Because the forms $h_0,\dots,h_m$ have distinct first nonzero $q$-powers, they are linearly independent. Indeed, if
\begin{align*}
\sum_{j=0}^m c_j h_j = 0
\end{align*}
and $j_0$ is the least index with $c_{j_0} \neq 0$, then the coefficient of $q^{j_0}$ in the sum is $c_{j_0}$, a contradiction. Therefore
\begin{align*}
\dim_{\mathbb{C}} M_k(SL_2(\mathbb{Z})) \geq m+1
\end{align*}
when $r \neq 2$.
Now suppose $r = 2$. If $m = 0$, the upper bound from the previous step already gives $\dim_{\mathbb{C}} M_2(SL_2(\mathbb{Z})) = 0$. If $m \geq 1$, then for each integer $j$ with $0 \leq j \leq m-1$, define
\begin{align*}
h_j := \Delta^j E_{k-12j}.
\end{align*}
Here $k-12j = 12(m-j)+2 \geq 14$, so $E_{k-12j}$ exists. Again $h_j \in M_k(SL_2(\mathbb{Z}))$ and
\begin{align*}
h_j(z) = q^j + O(q^{j+1}).
\end{align*}
The same lowest-power argument proves that $h_0,\dots,h_{m-1}$ are linearly independent. Hence
\begin{align*}
\dim_{\mathbb{C}} M_k(SL_2(\mathbb{Z})) \geq m
\end{align*}
when $k \equiv 2 \pmod{12}$.
[/step]
[step:Combine the matching upper and lower bounds]
For even $k \geq 0$ with $k = 12m + r$ and $r \in \{0,2,4,6,8,10\}$, the upper bound gives
\begin{align*}
\dim_{\mathbb{C}} M_k(SL_2(\mathbb{Z})) \leq
\begin{cases}
m, & r = 2,\\
m+1, & r \neq 2,
\end{cases}
\end{align*}
and the explicit constructions give the reverse inequalities.

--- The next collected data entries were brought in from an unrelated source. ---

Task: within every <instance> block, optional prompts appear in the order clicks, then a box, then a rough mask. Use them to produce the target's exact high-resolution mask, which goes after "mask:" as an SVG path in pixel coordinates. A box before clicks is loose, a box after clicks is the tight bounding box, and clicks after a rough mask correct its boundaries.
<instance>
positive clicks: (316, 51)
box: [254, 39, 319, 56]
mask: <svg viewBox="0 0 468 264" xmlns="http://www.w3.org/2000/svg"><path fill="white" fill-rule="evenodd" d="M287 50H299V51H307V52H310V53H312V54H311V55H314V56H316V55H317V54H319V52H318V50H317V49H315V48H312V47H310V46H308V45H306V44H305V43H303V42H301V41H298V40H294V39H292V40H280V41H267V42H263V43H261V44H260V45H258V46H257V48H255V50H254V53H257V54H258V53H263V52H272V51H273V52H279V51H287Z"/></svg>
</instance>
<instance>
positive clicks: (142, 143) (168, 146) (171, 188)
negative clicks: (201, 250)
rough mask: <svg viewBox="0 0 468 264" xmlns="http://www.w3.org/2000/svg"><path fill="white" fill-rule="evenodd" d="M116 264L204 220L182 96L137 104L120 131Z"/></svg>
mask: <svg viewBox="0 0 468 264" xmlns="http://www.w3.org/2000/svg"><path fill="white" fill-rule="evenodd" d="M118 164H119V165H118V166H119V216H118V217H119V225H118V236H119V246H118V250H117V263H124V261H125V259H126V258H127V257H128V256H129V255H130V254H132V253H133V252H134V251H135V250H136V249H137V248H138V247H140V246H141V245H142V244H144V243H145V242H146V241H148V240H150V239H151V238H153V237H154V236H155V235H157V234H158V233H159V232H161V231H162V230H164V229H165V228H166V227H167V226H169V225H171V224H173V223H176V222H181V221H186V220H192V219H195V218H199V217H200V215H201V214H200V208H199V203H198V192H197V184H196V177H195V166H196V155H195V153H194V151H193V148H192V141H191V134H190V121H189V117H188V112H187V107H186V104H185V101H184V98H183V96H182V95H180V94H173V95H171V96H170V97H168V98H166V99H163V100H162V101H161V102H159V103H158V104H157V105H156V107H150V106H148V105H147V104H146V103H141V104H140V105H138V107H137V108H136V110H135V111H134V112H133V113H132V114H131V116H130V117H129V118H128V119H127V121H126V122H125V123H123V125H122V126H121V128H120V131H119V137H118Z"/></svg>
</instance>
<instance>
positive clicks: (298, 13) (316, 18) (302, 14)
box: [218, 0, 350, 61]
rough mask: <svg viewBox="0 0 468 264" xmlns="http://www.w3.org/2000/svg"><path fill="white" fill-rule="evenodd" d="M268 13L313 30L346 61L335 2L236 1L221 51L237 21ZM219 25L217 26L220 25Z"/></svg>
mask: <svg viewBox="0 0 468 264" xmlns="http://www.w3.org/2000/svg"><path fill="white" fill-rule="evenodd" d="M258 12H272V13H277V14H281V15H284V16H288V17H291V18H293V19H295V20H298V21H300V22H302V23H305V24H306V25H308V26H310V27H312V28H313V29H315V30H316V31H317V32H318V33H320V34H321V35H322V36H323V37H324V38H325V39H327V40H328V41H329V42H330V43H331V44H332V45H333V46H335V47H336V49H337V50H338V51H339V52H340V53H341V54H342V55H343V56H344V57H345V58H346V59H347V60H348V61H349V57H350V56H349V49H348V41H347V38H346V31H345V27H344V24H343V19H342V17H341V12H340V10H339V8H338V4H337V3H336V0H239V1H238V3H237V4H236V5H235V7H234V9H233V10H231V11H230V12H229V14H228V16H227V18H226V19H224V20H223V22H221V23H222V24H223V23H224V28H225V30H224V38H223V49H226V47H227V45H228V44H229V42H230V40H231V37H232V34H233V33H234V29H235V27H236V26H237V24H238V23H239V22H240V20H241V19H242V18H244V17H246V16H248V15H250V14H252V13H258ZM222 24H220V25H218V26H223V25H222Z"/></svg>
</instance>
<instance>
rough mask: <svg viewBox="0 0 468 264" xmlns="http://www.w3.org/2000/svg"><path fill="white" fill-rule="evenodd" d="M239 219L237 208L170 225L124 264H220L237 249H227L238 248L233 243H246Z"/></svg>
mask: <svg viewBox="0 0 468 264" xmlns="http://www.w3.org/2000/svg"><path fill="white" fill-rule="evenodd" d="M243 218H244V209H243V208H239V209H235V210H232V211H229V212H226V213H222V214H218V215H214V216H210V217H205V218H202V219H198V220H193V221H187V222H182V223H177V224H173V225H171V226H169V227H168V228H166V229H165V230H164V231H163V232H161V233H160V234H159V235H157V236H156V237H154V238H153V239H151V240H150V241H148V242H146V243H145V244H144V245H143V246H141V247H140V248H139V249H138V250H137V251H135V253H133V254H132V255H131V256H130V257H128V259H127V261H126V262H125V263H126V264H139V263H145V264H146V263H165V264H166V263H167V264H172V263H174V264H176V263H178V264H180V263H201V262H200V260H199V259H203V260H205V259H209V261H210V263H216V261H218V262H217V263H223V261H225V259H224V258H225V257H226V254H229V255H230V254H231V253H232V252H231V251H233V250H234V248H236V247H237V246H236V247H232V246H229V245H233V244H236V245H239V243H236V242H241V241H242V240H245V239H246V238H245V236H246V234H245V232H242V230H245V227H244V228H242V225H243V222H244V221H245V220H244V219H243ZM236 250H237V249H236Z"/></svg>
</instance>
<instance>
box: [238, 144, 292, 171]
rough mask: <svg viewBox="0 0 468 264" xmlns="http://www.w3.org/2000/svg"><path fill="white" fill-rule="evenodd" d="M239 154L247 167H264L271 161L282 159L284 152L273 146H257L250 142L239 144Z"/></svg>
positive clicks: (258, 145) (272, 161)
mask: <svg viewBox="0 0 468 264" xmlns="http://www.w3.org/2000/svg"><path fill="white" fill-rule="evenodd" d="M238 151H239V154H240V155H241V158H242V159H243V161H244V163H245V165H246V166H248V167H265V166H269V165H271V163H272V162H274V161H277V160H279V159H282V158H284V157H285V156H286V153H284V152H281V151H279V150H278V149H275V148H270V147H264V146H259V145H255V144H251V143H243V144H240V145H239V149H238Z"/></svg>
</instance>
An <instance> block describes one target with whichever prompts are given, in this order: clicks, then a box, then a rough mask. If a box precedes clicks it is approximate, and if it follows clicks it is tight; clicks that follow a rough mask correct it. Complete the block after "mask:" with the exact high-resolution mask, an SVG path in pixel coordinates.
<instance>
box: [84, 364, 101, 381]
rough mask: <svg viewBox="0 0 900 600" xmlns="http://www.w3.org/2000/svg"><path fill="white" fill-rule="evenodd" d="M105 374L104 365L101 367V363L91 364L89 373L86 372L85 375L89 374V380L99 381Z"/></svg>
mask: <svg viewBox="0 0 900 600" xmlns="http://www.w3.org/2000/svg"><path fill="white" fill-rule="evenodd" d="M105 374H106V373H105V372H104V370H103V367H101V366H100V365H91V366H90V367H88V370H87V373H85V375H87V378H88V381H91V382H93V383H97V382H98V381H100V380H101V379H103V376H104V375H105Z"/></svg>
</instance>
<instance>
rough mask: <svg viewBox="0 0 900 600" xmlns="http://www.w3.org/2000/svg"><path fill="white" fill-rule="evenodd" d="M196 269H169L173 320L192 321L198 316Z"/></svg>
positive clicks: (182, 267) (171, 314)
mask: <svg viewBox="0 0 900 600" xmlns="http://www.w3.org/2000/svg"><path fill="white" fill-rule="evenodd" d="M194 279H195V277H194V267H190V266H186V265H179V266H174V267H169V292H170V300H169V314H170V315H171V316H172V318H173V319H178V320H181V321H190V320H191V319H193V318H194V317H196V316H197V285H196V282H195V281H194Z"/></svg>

Therefore
\begin{align*}
\dim_{\mathbb{C}} M_k(SL_2(\mathbb{Z})) =
\begin{cases}
m, & r = 2,\\
m+1, & r \neq 2.
\end{cases}
\end{align*}
Since $m = \left\lfloor k/12 \right\rfloor$ and $r = 2$ is equivalent to $k \equiv 2 \pmod{12}$, this is exactly
\begin{align*}
\dim_{\mathbb{C}} M_k(SL_2(\mathbb{Z}))
=
\begin{cases}
\left\lfloor \dfrac{k}{12} \right\rfloor, & k \equiv 2 \pmod{12},\\
\left\lfloor \dfrac{k}{12} \right\rfloor + 1, & k \not\equiv 2 \pmod{12}.
\end{cases}
\end{align*}
Together with the negative-weight and odd-weight cases proved above, this completes the proof.
[/step]